The grease recycling industry feeds on your city’s oily underbelly

While you're just sitting around causing fatbergs.

Fat spots on a frying pan. Texture or background. stas

Every January, fat’s in the crosshairs of health columnists, fitness magazines, and desperate Americans. This year, PopSci looks at the macronutrient beyond its most negative associations. What’s fat good for? How do we get it to go where we want it to? Where does it wander when it’s lost? This, my friends, is Fat Month.

In the United States, our garbage ethic can be distilled down to the old aphorism, “out of sight, out of mind.” What goes on after we flush the toilet? What’s hiding behind the rubber flaps of their Insinkerator? No one really wants to know.

That changed—at least for a brief moment—last summer. It seemed everyone was staring, mouth agape, at that thing called “fatberg.” The 130-ton horror had slowly formed in London’s sewers, the sickening result of baby wipes and cooking oil sent down the drain. When it was discovered in September 2017, the mass made headlines around the world. The painstaking removal that followed was akin to “break[ing] up concrete,” according to the water department.

For days after, people prone to pouring used grease right down the sink walked around with penitent expressions on their faces. And those of us storing old tomato cans full of leftover grease under our sinks felt good about our choices, if a little mystified. While we all now knew that pouring fat down the drain created fatbergs, what happened in the alternate timeline, when grease was disposed of properly, remained a mystery.
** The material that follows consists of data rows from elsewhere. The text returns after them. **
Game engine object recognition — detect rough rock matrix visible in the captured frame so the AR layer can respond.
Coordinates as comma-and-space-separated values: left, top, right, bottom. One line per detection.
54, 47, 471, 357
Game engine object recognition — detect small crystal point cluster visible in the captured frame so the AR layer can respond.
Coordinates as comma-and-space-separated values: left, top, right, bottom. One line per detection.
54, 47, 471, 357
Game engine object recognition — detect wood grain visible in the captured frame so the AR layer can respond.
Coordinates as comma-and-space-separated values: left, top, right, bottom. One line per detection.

But the possibilities for recycled grease, it turns out, are almost endless. “The main thing right now is biodiesel,” Mike Kostelac, president of Ace Grease Service, told PopSci. “[Recycled fat] goes into animal feed stock, cosmetics, plastics, soaps, and a little bit of everything else.” Lately, a lot of the oil seems to go toward scented candles. “You’d be amazed what has a byproduct of oil in it,” he adds.

Ace is one of hundreds of commercial grease hauling companies in the United States. Each morning, crews drive out to their customers—mostly restaurants—and use vacuum trucks to suck up stored grease. Sometimes the grease is kept in large outdoor bins. More recently, though, many restaurants have started using automated traps that store grease as it leaves a fryer—up to 225 pounds. “A lot of people like them to prevent theft and to not have slips, falls, burns, and injuries, and save on workman’s comp,” he says. Either way, the second the oil drum is full, Ace rushes to collect it.

At the end of the day, the truck is heavy with the combined grease of dozens of restaurants. Corn, canola, and other leftover oils have mixed together into a single fatty sludge. But the process has really only just begun. To turn the discarded grease into a usable product, the oils are first sent through a processing machine. The machine warms the grease and, in its porous state, filter the grease through screens. That removes any suspended matter, like wayward french fries. The next bit is up to gravity; for as long as two days, the solution sits until it naturally separates into grease, water, and fine solids, according to the EPA. Last, the emulsion goes through a centrifuge, which spins it until the solids and water are sorted out and the grease product can be skimmed off and carted away.

Once it’s processed, the leftover oil suddenly seems more like gold than grease. In recent years, as regulations on car emissions have toughened in many states, the price of oil has bobbed up and down dramatically, and more consumers are demanding green alternatives, manufacturers have been turning to recycled grease instead of newly pumped oil whenever possible. Because that is the alternative—newly pumped oil. While gas, diesel, and vegetable oil aren’t exactly the same (they differ in viscosity and density, among many other things), with careful processing and the right engine, grease can be turned into fuel. In fact, in 2016, some 1.4 billion pounds of vegetable oil was turned into energy.

That’s why, when it comes to kitchen oil, one man’s trash really is another man’s treasure. While household cooks all over the country are looking to get rid of their grease and cities are plagued by fatbergs, Kostelac is busy fending off petty theft. Market-savvy bandits steal grease from restaurants and sell it themselves, depriving restaurant owners and grease collectors of any kickbacks that come from recycling the gunk. “It’s the wild west out there,” Kostelac says. “I understand [the police] have totally bigger fish to fry with the society, but that’s the most frustrating part about [the industry].”

Unfortunately, a lot of kitchen oil still goes to waste. In most cities, grease recycling is only available for restaurants. The average person is left collecting oil in a spare can and throwing it in the landfill. It’s a much better option than pouring it down the drain, but it’s still a waste. “There is no difference in the type of grease,” Michael Bracrella of Mopac, another grease recycling company, told PopSci in an email. “Residential grease is not treated the same as commercial grease primarily due to logistical challenges.” In other words, cities could recycle residential grease—it’d just be a nightmare to track down all those small containers.

This attitude may be slowly changing, however. Some cities have started offering community drop-off days for those who want to recycle their grease, instead of relegating it to the dump. It’s a small move, but Kostelac says it’s a significant one. “If everybody started recycling like that,” he says, “you’d save these townships and cities on a lot of clogs.”